There is a need to incentivise poverty eradication in the longer term, via increased, strengthened conditional cash transfers (CCTs), especially girls’ professional education and skills training, particularly in the STEM sectors; along with a corresponding increase in sustainable, climate change-focused job creation, with public-private partnership.
Implementation of gender equality measures requires compliance with ILO-ratified Conventions 100 and 111; also the urgent ratification of ILO Conventions 177 and 189; along with initiating Gender Responsive Budgeting (GRB) across the board.
Lastly – most importantly and imperatively – urgent measures are required to reduce the currently unsustainable 2.4% annual population growth rate, which negates all other steps to improve economic growth and eradicate poverty and hunger.

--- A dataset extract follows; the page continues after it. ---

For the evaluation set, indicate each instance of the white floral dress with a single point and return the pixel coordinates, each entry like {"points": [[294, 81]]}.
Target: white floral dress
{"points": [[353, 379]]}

In the 75th year of our Independence, as a nuclear power of around 230 million citizens, the state of Pakistan can no longer afford to ignore the twin elephants in the room – runaway population growth, plus burgeoning poverty, social injustice and inequality, especially women in poverty, hunger and destitution.
While equality of outcome for human endeavour cannot be guaranteed, equality of opportunity is a prerequisite. It is practically doable and morally imperative. Our policy, law and decision-makers need to wake up before it gets too late.